S'il existait déjà, avant la crise du COVID-19, les signes d’un recul des politiques néolibérales en matière de salaires et d'emploi dans un certain nombre de pays et de régions ainsi qu'à l'échelle mondiale, la crise a propulsé les mesures de régulation du marché du travail au premier plan. Les États de certaines régions, l'Europe de l'Ouest en tête, ont annoncé des subventions salariales et des régimes de chômage partiel visant à atténuer l'impact de la crise sur l'emploi et la consommation.
Ces régimes ne sont pas entièrement nouveaux. Au Royaume-Uni, le gouvernement a payé les salaires directement aux employeurs pour éviter les licenciements massifs dans le secteur manufacturier et l'industrie lourde lors de la crise de la fin des années 70 et du début des années 80. La dernière de ces mesures, un régime exceptionnel de chômage partiel, n'a été fermée qu'en 1984, et la possibilité de le réactiver a été conservée jusqu'en 1990, pendant toute la durée de l’administration Thatcher, soi-disant anti-interventionniste.

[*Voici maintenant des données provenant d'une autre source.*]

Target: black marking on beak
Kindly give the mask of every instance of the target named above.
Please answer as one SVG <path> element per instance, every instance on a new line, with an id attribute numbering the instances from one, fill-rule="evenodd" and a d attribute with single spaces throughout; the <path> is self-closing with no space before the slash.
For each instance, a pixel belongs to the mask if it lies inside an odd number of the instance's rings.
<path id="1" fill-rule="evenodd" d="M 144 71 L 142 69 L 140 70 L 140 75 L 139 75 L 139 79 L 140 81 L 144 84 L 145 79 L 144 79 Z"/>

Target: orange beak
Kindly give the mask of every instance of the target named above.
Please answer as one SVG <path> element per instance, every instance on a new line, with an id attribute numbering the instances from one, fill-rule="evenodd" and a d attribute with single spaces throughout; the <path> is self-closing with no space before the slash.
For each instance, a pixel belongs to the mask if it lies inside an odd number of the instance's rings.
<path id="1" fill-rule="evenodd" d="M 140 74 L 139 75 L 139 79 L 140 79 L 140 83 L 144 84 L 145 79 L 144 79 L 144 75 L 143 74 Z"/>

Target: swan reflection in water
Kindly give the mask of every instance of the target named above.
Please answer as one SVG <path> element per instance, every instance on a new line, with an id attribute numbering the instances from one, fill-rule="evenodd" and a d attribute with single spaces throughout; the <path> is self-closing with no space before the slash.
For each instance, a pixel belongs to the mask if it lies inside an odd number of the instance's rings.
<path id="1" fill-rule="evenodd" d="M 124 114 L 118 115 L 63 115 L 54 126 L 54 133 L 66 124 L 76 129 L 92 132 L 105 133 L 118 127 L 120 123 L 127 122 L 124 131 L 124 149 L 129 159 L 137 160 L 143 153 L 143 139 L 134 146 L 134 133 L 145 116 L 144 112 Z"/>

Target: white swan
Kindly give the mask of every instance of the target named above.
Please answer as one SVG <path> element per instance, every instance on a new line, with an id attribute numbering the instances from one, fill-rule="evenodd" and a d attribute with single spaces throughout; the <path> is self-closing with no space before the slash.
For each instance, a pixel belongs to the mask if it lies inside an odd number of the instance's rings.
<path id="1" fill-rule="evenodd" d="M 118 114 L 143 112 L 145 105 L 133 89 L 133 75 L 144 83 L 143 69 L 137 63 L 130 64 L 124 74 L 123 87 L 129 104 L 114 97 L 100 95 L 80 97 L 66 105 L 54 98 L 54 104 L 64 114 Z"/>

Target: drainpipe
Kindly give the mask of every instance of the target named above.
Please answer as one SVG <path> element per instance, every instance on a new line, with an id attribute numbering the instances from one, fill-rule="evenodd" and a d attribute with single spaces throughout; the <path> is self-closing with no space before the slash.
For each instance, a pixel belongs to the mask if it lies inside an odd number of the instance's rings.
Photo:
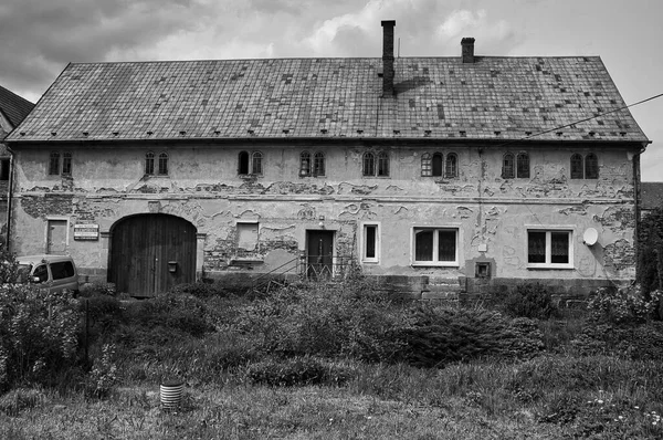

Le programme allemand de Kurzarbeit, relancé en 2020, avait déjà expérimenté le recours au chômage partiel pendant la récession consécutive à la crise financière mondiale de 2008-2009.
Nonobstant ces précédents, la réponse des gouvernements occidentaux, y compris le Royaume-Uni, à travers son dispositif temporaire de maintien de l’emploi pendant l’état d’urgence (emergency Job Retention Scheme), pourrait, par l’ampleur du financement mis en œuvre, éclipser ce qui a été fait précédemment, même si tout dépendra de la durée pendant laquelle ce dispositif restera en vigueur. Il convient de rappeler, à ce propos, que ces mesures sont conçues pour être temporaires et peuvent être défaites presque aussi rapidement qu'elles ont été mises en place. Le même type de raisonnement vaut pour la suspension des règles d’équilibre budgétaire de la zone euro, annoncée fin mars 2020. Il est possible que ces normes reviennent, éventuellement sous une forme encore plus stricte, si la crise se résorbe dans quelques mois.
Une rupture plus durable avec les politiques néolibérales ne peut se produire que si la crise COVID, par son ampleur et sa durée, requiert une réponse politique plus soutenue. Un scénario plausible, la crise étant susceptible de durer plusieurs mois au moins, peut-être même plus longtemps. Plus elle durera, plus les gouvernements devront envisager de mettre en œuvre des mesures fiscales destinées à stabiliser la demande. Les politiques fiscales et macroéconomiques de ce type, qui étaient destinées à maintenir une consommation efficace au milieu des décennies du XXe siècle, se sont bien adaptées à l'extension de la négociation collective de branche et aux formes solidaires d'assurance sociale au cours de la même période.
Il y a lieu de considérer de telles réglementations du marché du travail, qui stabilisent la relation de travail et définissent des salaires minima, comme essentielles, si l’ont veut que les mesures macroéconomiques et fiscales axées sur la demande aient l'effet souhaité sur le soutien à la consommation. Si la politique de «flexibilisation» du marché du travail reste en place, il est probable que les interventions fiscales bénéficieront de manière disproportionnée aux intérêts des rentiers, comme ce fut le cas avec l'expansion monétaire menée par les banques centrales après la crise financière de 2008-2009. Non seulement une telle flexibilisation continue renforcerait les inégalités de richesse et de revenu existantes mais elle serait contraire à l'objectif de maintien de la consommation, compte tenu de la plus grande propension marginale à consommer des groupes à faible revenu, des non rentiers.